Rather than insisting on my client’s innocence, I would like to ask the jury a question: who did you support in the 2014 presidential election? Did you vote for Juan Manuel Santos so that he could close the peace deal with the FARC?

If you did, then you voted for someone who was Minister of Defence during the false positives scandal, in which the military murdered close to 5,000 civilians in cold blood, then passed them off as guerrillas killed in combat. Not only that, but Santos helped found and continues to lead the U Party, which backed 18 candidates who had been questioned for involvement in parapolitica in the 2014 Congressional elections.

Or maybe you voted for Óscar Iván Zuluaga? If you did, then you voted for someone whose campaign is tied to a computer hacker who has been sentenced to 10 years in prison for intercepting emails between the FARC and the government during the peace talks.

If anyone on the jury voted for one of the major candidates for the Bogotá mayoral elections, then, no matter who you voted for, I also have bad news for you. Did you vote for Enrique Peñalosa? Well, a former close associate of Peñalosa benefited from the worst corruption scandal in Bogotá history, the contracting carousel, in which public contracts were given in exchange for bribes. Or maybe you went for Clara López? She was second in command in Bogotá during that same scandal. Perhaps you voted for Rafael Pardo? He’s probably the cleanest of the bunch, but as Defense Minister he did approve the creation of the Convivir self-defence forces, which turned out to be a breeding ground for paramilitaries. Or did you back Pacho Santos? He once advocated electrocuting peaceful student protesters.
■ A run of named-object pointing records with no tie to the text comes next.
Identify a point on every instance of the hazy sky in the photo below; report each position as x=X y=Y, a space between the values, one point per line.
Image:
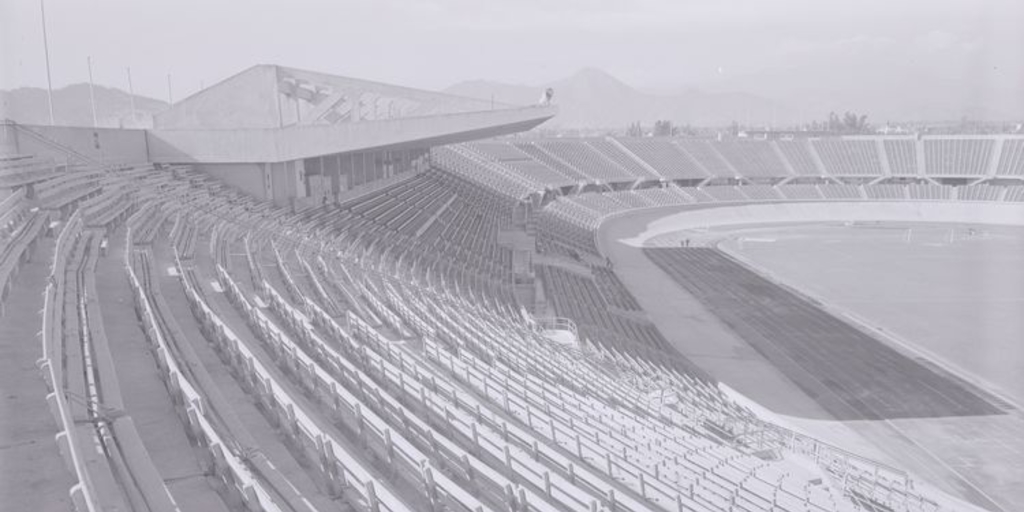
x=434 y=43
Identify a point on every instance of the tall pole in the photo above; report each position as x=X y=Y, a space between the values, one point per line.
x=92 y=94
x=131 y=95
x=46 y=52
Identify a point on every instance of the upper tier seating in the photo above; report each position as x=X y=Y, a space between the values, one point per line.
x=902 y=157
x=798 y=153
x=1012 y=159
x=849 y=157
x=588 y=161
x=752 y=158
x=957 y=157
x=702 y=152
x=665 y=157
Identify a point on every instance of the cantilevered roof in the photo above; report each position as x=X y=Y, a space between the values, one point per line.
x=276 y=114
x=274 y=96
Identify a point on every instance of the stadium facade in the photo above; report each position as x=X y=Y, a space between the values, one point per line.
x=346 y=266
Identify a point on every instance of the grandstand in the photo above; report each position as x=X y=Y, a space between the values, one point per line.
x=352 y=317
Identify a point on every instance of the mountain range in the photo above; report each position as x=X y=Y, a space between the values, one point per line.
x=593 y=98
x=882 y=87
x=72 y=107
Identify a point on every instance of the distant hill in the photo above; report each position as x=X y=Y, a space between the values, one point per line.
x=593 y=98
x=893 y=82
x=72 y=108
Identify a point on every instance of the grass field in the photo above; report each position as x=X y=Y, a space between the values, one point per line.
x=954 y=293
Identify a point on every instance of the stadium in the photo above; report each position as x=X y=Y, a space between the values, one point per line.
x=305 y=292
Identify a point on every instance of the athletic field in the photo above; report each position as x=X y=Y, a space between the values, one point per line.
x=954 y=294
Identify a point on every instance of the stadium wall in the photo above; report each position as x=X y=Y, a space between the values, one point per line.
x=104 y=144
x=670 y=219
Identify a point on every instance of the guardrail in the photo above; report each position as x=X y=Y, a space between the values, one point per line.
x=83 y=493
x=231 y=468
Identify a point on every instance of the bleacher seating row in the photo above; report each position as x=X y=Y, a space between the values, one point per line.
x=477 y=369
x=382 y=343
x=519 y=168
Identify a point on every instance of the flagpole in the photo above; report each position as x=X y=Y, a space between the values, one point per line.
x=92 y=95
x=46 y=52
x=131 y=96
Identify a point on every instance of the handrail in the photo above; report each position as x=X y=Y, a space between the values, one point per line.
x=69 y=152
x=83 y=493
None of this seeks to excuse any of this behaviour, but it is meant to suggest that it is almost impossible to find a major political figure in Colombia (or probably anywhere else in the world) without some disturbing skeletons in their closet. My client is no different in that respect, unfortunately.

What does make him different? Let’s start with his supposed hostility towards peace processes. I would suggest to the jury that he is not against such negotiations, but he simply insists that they be done well. The Caguan peace process which he so vehemently opposed turned out to be a farce and a failure.

In regards to the current peace process, the criticism that the prosecution cites related to the fact that investment in water infrastructure was one of the topics being discussed in Havana. Doesn’t the Vice President have a point when he says, “It’s unacceptable that having potable water in rural Colombia depends on the results of negotiations in Havana”?

I would further submit to the court that Mr Vargas Lleras has played a constructive role in the peace process. His proposal to set deadlines for the talks was adopted by President Santos. Then, just a few months after he urged the president to sign the peace agreements as soon as possible, Santos was in La Habana for that historic handshake with Timochenko.

The prosecution mentioned that the Vice President was not present for that handshake, which is true, but that’s because he was inaugurating a new aqueduct, and the handover of 120 free houses to low-income families, in Dorada, a municipality in western Colombia.

That brings us to my client’s greatest strength: infrastructure. There is a reason that President Santos chose him to lead the effort to modernise Colombia. As the President’s Minister of Housing from 2010-14, he presided over the installation of new aqueducts in 16 municipalities, the handover of 3,000 free houses to low-income Colombians, and the beginning of construction on 86,000 more of those houses. He even got an aqueduct installed in a municipality on the coast which had been waiting 50 years for running water. That kind of effectiveness is desperately needed in a country ranked 97 out of 160 in infrastructure and logistics by the World Bank.

I would suggest to the jury, then, that Colombians who prefer to stand on principle can disengage themselves from the political process. Colombians who want modern highways, running water in 100% of the country, and a metro in Bogotá; can support Germán Vargas Lleras.